鲁玮康点点头:“总之,针对像素花的研究能发展到今天的地步,全都得益于季万年的雄韬伟略。
“可是,随着他的逝世,诸多问题也相应地暴露出来。还是他在任期间,高层内部对于像素花的看法就分裂成了几派。以总司令为首的军方通过临床性的研究发现,像素花的反人类反社会特征正在与日俱增,他们认为这是很好的机会令像素花为人类所用,他们甚至已经在研制秘密的生化武器;
“而相应的,以国家核心高层为首的派系则认为像素花的危害是巨大的,总有一天人类会被像素花吞蚀,像数亿年前的恐龙一样大规模死亡,最后灭绝。他们的主攻方向是像素花的成因和传播途径,想法从根入手,彻底消灭像素花的存在;
“目前这两大派系在高层中的呼声最高。不过,也有少部分的人站队季万年的理论,认为像素花是人类进化中必须克服的障碍,就像十九世纪席卷欧洲的鼠疫一样,人类只有齐心协力克服它,文明才能前进一大步。这类主张,很不幸地,正是我们的像素花研究学会一惯坚持的。
“现在你知道,为什么我不再是研究学会的会长了。”
刘昭阳的脑袋转了转:“因为你们力量太弱,抗不过另外两派?”
“没错。随着《最强脑医》在社会上的热播,最后那期参加人蔡文瑛脑中掉出来的巨大像素花引发了高层的恐慌,再加上季万年本人因像素花去世,昨天下午,国家高层临时召开紧急会议。会议内容我不得而知,但会后,他们马上下达了通知,撤消我研究学会会长的职务,同时,研究学会的其他骨干也相应地岗位有所调动。我个人觉得,这还只是第一步。”
“这跟我有什么关系?”刘昭阳纳闷。
“你还不知道吧?你的老师冯文正已经早一步卷入了其中。据可靠消息,他已经被军方派来的人软禁起来了。”

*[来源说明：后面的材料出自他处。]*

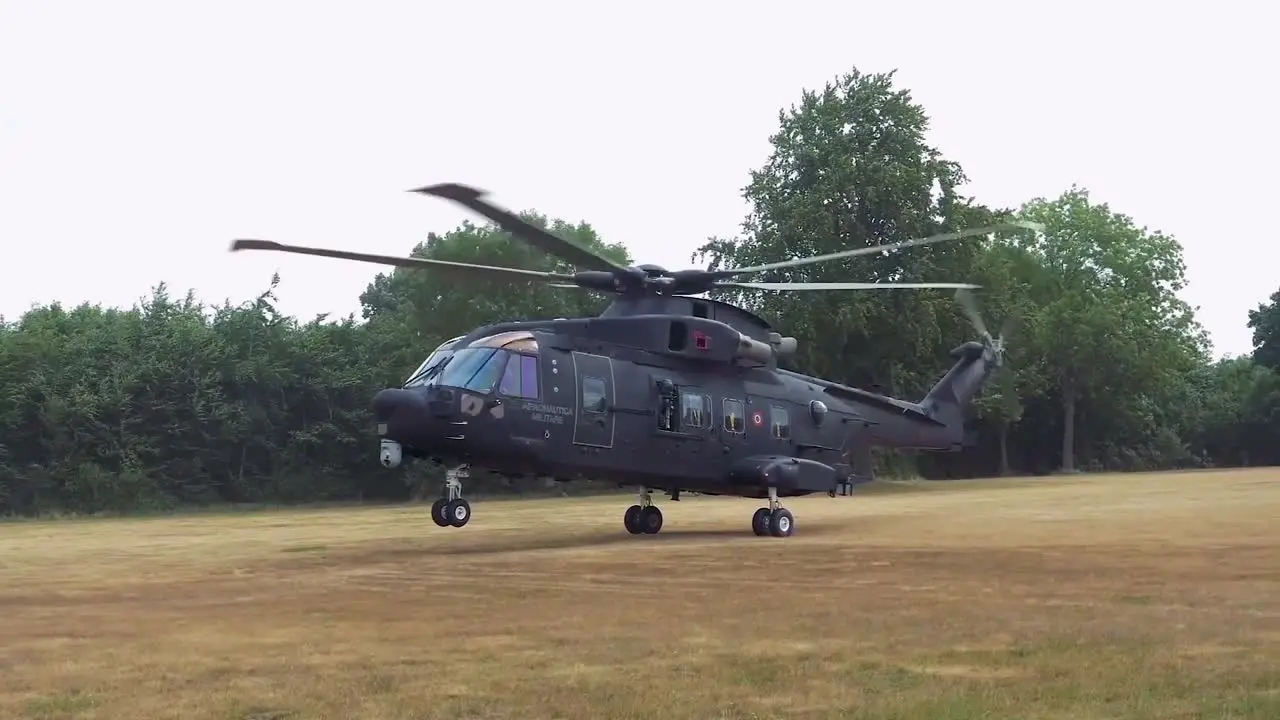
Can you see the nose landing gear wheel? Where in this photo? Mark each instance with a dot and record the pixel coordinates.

“软禁?”刘昭阳倒抽一口冷气。这是他想都不敢想的事。“那我现在应该怎么办?”
“很有可能你已经被跟踪了,我建议你什么都不要做。”
“我本来就是要去机场的。”刘昭阳看着越来越热闹的街区,嘀咕一句。
鲁玮康说:“据我所知,冯文正应该是置身三派之外潜心做研究的人,如果他拒不顺从军方,很有可能军方会将目标转移到你身上。以我对冯文正的了解,这种可能性极大。那么军方也很可能在机场设好埋伏,就等着你现身了。”
“可是不去机场,又能去哪?”刘昭阳为难起来。
“我跟唐斌商量过了,你可以去我那住两天,就当作来北京旅游。我们先看看军方的动静才再做打算。”

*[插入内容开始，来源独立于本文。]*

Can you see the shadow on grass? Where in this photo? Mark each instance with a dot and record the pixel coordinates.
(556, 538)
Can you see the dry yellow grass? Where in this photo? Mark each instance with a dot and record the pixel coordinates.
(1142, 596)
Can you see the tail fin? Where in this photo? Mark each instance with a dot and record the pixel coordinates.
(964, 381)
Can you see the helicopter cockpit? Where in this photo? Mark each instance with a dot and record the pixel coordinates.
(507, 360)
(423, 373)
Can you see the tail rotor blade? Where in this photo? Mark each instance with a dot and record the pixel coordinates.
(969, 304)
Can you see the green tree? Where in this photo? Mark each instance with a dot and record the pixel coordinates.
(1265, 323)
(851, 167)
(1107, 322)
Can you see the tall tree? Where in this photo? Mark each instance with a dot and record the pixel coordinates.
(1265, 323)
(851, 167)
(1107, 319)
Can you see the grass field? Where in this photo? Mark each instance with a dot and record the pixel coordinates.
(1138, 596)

鲁玮康开着出租车,在车水马龙的主干道穿行。刘昭阳觉得,即使有人跟踪,应该也早就被甩掉了。
出租车在闹市区绕了半个多小时,慢慢驶进刘昭阳暂住的民宿所在的胡同,假装旅游,总得要带上自己的行李才显逼真。鲁玮康把车停在胡同口,同刘昭阳步行去民宿。还未走到,就见民宿小老板磕着瓜子和邻居聊天,声音夸张而充满崇拜。

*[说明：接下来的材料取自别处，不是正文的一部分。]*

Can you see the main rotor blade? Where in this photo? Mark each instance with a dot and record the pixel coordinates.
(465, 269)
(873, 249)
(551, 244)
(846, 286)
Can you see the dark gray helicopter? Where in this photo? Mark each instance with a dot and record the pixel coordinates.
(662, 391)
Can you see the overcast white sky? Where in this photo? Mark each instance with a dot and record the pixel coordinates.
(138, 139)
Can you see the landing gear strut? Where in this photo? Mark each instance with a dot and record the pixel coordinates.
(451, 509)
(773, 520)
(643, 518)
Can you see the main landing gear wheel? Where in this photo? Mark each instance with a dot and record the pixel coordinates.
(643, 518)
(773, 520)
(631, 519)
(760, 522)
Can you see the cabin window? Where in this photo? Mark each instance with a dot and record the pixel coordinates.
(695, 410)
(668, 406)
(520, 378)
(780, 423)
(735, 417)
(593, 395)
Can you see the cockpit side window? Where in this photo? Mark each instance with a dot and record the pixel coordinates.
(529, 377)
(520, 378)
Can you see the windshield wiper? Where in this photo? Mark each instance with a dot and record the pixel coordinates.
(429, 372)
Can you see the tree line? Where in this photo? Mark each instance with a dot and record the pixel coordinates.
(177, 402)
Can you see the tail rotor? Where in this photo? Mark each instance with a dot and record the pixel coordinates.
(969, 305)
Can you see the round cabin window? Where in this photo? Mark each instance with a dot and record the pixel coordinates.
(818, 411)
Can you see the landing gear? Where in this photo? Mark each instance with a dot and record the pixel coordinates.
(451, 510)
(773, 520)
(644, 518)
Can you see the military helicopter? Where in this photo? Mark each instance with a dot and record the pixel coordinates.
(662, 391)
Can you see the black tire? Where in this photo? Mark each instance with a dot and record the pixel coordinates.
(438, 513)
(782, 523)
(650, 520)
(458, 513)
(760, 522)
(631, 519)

“我说,刚才那几个,绝对不是普通人,你看那身形儿,那气场,不是军人就是保镖,厉害着呢!”
第107章第15章
刘昭阳和鲁玮康脚步一缓,互看一眼。
民宿小老板笑眯眯地同刘昭阳打招呼:“回来了啊,你有朋友来,我请他们在客厅喝茶呢。”
待刘昭阳进到民宿,客厅哪还有那几人的影子,他心觉不妙,立刻冲上楼,打开自己的房间。行李都还在,只是大约被人动过了,背包的拉链没有拉紧。
“看看少了什么没有。”鲁玮康提醒他。
刘昭阳摇摇头:“不用,没什么值钱的东西。”本来就不打算来长住,原本想着打听到恩师的下落,见上一面,不出两天就可以返回a市,连贴身的衣物都带得少,更别提什么贵重物品了。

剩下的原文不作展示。